Peter turned to James, completely bewildered. "Do I want to know?"

"Probably not."

"Well, are they leaving or what? Hope they-Well, I'll be damned, he really wasn't kidding, was he?"

"Let's go, Wormy. Now, before I kill them both," James said, shaking his head and striding purposely for the door with Peter in tow.

"Hey, why are you going to the library, anyway?" Sirius called out.

"Don't stop them. Hmm. I wonder what Prongs would say if I took off Padfoot's robe right now."

James paused in the doorway, a pained look on his face. "Research," he said, glaring at them both. "If Slughorn hasn't found the antidote yet, I'm going to find some kind of spell that works if I have to invent one myself."

James slammed the door, and Sirius turned to Remus. "That went well. I think Prongs is happy for us."

"Prongs is lucky I couldn't get the fork back."

Sirius shook his head, smiling. "I wouldn't worry too much about him, if I were you. He's just jealous 'cause he's got nobody to polish his broomstick for him. And Evans will kill him long before you do," Sirius said, pushing the tray aside and crooking his finger at Remus.

"She was pretty angry at him over the potion," Remus said. "Hello, number four. Christ, you'll be lucky if your cock doesn't fall off before morning."

Sirius grinned even wider. "Well, yes, but that's not why."

"Why then?"

"We used a strand of Evans' hair when we made one of the mistletoe."

Remus stopped and stared at Sirius. "You mean ... But how could you be sure she'd think of him first? What if she thinks about snogging someone else?"

Sirius raised his eyebrows. "Of course she'll think of him first and all of the nasty ways she wants to hex him. She'd know we made it."

"Hex him? She'll rip his bollocks off. And then kill him. And then you won't have to listen to his annoying whinging, and you can have Padfoot all to yourself ... Oh, bugger. Now he'll think your some kind of possessive git."

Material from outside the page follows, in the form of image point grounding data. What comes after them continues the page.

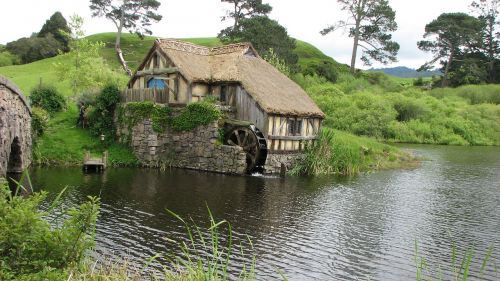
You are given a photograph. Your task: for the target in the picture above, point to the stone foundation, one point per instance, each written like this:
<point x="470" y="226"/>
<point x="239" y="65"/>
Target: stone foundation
<point x="198" y="149"/>
<point x="15" y="129"/>
<point x="278" y="164"/>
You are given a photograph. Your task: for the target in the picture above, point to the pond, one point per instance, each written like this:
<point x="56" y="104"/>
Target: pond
<point x="322" y="228"/>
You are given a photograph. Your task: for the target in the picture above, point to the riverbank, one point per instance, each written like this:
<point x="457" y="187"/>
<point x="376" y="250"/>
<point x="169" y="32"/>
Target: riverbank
<point x="64" y="144"/>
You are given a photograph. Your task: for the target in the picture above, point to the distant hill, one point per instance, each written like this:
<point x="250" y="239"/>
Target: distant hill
<point x="405" y="72"/>
<point x="27" y="76"/>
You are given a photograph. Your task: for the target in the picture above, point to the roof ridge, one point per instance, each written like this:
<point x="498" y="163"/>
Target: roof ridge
<point x="184" y="46"/>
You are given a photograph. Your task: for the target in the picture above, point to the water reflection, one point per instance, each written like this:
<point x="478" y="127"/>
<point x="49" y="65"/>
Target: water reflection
<point x="312" y="228"/>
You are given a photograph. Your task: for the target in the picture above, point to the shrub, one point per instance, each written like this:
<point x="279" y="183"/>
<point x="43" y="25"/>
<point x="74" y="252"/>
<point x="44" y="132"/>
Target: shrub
<point x="33" y="249"/>
<point x="326" y="69"/>
<point x="39" y="121"/>
<point x="196" y="114"/>
<point x="102" y="113"/>
<point x="48" y="98"/>
<point x="6" y="59"/>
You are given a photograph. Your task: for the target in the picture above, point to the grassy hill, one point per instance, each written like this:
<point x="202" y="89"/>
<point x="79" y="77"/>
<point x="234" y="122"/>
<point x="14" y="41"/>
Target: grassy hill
<point x="64" y="144"/>
<point x="28" y="76"/>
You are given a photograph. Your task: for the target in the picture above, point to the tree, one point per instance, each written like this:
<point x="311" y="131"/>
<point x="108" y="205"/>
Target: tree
<point x="132" y="15"/>
<point x="58" y="27"/>
<point x="370" y="22"/>
<point x="87" y="69"/>
<point x="451" y="35"/>
<point x="487" y="12"/>
<point x="264" y="34"/>
<point x="243" y="9"/>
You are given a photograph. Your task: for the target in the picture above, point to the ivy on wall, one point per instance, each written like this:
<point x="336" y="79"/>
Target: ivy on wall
<point x="190" y="117"/>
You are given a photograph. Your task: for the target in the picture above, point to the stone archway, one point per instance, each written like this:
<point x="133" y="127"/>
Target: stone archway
<point x="15" y="129"/>
<point x="15" y="162"/>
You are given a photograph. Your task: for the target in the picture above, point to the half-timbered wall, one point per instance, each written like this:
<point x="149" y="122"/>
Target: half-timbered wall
<point x="247" y="109"/>
<point x="284" y="133"/>
<point x="177" y="84"/>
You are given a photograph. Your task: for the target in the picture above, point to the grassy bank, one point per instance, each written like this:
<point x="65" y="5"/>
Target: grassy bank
<point x="376" y="106"/>
<point x="342" y="153"/>
<point x="63" y="144"/>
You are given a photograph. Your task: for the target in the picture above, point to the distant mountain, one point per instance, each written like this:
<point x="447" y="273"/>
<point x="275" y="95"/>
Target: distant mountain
<point x="405" y="72"/>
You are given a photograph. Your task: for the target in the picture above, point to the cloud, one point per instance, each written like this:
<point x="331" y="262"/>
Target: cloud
<point x="201" y="18"/>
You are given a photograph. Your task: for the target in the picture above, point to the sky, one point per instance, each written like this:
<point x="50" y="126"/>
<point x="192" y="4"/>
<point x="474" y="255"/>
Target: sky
<point x="201" y="18"/>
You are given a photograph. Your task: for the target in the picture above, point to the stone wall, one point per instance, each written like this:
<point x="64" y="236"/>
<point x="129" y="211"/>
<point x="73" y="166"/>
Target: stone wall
<point x="197" y="149"/>
<point x="278" y="163"/>
<point x="15" y="129"/>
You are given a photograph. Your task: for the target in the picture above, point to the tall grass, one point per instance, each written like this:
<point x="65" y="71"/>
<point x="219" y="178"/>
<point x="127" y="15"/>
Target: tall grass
<point x="340" y="153"/>
<point x="459" y="269"/>
<point x="204" y="255"/>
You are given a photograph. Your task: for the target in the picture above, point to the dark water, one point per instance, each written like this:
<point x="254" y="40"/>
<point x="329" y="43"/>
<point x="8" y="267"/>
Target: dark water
<point x="361" y="228"/>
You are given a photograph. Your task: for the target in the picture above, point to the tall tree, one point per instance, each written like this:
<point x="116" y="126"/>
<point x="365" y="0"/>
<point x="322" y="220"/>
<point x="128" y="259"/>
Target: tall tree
<point x="451" y="35"/>
<point x="487" y="12"/>
<point x="58" y="27"/>
<point x="132" y="15"/>
<point x="370" y="23"/>
<point x="266" y="35"/>
<point x="244" y="9"/>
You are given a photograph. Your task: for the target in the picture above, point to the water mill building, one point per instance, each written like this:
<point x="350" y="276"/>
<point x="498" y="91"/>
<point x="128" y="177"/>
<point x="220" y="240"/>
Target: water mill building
<point x="177" y="73"/>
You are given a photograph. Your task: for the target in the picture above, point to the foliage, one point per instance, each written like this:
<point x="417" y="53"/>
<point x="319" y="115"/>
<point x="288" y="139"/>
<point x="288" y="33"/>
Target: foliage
<point x="133" y="112"/>
<point x="45" y="44"/>
<point x="340" y="153"/>
<point x="58" y="27"/>
<point x="244" y="9"/>
<point x="372" y="20"/>
<point x="460" y="266"/>
<point x="451" y="34"/>
<point x="264" y="34"/>
<point x="48" y="98"/>
<point x="64" y="144"/>
<point x="33" y="249"/>
<point x="489" y="45"/>
<point x="35" y="48"/>
<point x="101" y="115"/>
<point x="378" y="108"/>
<point x="6" y="58"/>
<point x="132" y="15"/>
<point x="39" y="121"/>
<point x="83" y="67"/>
<point x="272" y="58"/>
<point x="325" y="69"/>
<point x="196" y="114"/>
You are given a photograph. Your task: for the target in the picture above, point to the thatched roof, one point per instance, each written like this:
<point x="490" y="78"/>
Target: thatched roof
<point x="274" y="92"/>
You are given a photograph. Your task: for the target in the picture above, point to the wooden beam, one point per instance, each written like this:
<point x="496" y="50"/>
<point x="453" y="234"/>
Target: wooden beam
<point x="156" y="71"/>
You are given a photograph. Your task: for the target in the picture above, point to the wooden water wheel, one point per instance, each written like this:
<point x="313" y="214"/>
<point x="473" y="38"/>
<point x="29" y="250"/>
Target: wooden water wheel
<point x="253" y="143"/>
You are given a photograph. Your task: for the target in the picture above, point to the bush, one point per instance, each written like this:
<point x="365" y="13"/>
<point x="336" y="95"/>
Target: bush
<point x="48" y="98"/>
<point x="6" y="59"/>
<point x="39" y="121"/>
<point x="33" y="249"/>
<point x="196" y="114"/>
<point x="326" y="69"/>
<point x="102" y="113"/>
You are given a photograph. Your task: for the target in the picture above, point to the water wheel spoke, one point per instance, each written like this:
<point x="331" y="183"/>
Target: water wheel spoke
<point x="243" y="143"/>
<point x="237" y="133"/>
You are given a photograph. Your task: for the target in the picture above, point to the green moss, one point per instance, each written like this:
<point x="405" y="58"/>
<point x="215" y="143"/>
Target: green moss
<point x="194" y="115"/>
<point x="133" y="112"/>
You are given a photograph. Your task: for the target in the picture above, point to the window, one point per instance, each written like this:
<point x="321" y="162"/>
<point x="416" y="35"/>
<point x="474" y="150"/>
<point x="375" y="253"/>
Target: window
<point x="223" y="93"/>
<point x="156" y="83"/>
<point x="294" y="127"/>
<point x="156" y="61"/>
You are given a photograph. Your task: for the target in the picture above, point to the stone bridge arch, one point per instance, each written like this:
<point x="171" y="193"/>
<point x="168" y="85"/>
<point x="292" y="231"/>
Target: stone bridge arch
<point x="15" y="129"/>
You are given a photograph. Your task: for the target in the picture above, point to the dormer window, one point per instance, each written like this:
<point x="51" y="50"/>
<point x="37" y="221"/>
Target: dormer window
<point x="155" y="83"/>
<point x="156" y="61"/>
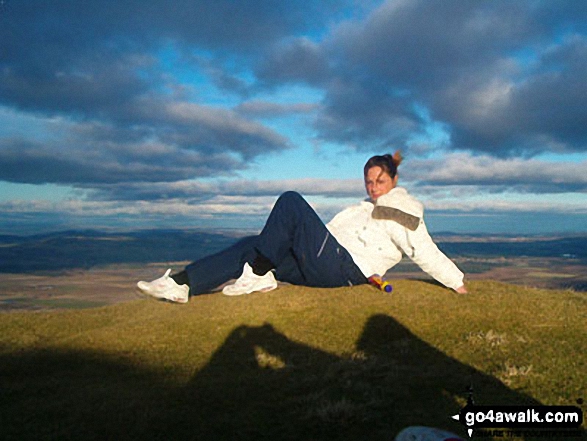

"Moony," Sirius said, grasping the hem of Remus' robes and pulling it over his head. "Stop thinking about Prongs and start thinking more about my cock again, would you? I liked those thoughts."

Remus shivered. "Right, because he thinks you've stopped thinking about it for more than thirty seconds at a time in the last year and a half."

"Year and a half? Moony!"

"I never-" Remus closed his eyes rubbed his temples. "Wait! Prongs! I'm sorry! Come back! I'll let you stun me! Maybe you can invent a brain freezing charm! Or a temporary obliviation spell!"

Sirius dived on top of Remus, pinning him to the bed. "Nuh-uh. I think I may have to hide that sleeping potion later."

"Oh, no you don't. I will not let you eavesdrop on my dreams. Even I don't remember them. Well, except for that really good one where- Oh, no, no, no, no! I am not going to tell you about my dreams."

"I bet I can make you," Sirius said, ducking his head and sucking Remus' left nipple into his mouth.

Remus made a sort of strangled sound that turned into an embarrassingly loud moan. "You're an evil bastard, Black."

"You're not going to try and pretend like you didn't know that, are you?" He moved to the right one.

"Ahhh! Why couldn't I have fancied a nice bloke?"

"I can be nice."

"You are not nice! Well, he is sometimes. And that did feel nice just now. And now that you've got a good look, his cock is rather nice as well. Would feel even nicer if I just-" He squirmed beneath Sirius. "Ah, right there."

"Mmmm ... Moony, Moony, Moony. What am I going to do with you?" Sirius said, licking a slow trail up Remus' chest and across his neck to just below his left ear.

"I can give you a list."

Sirius lifted his head and grinned. "Naughty boy, you. I'd best make sure to check it twice."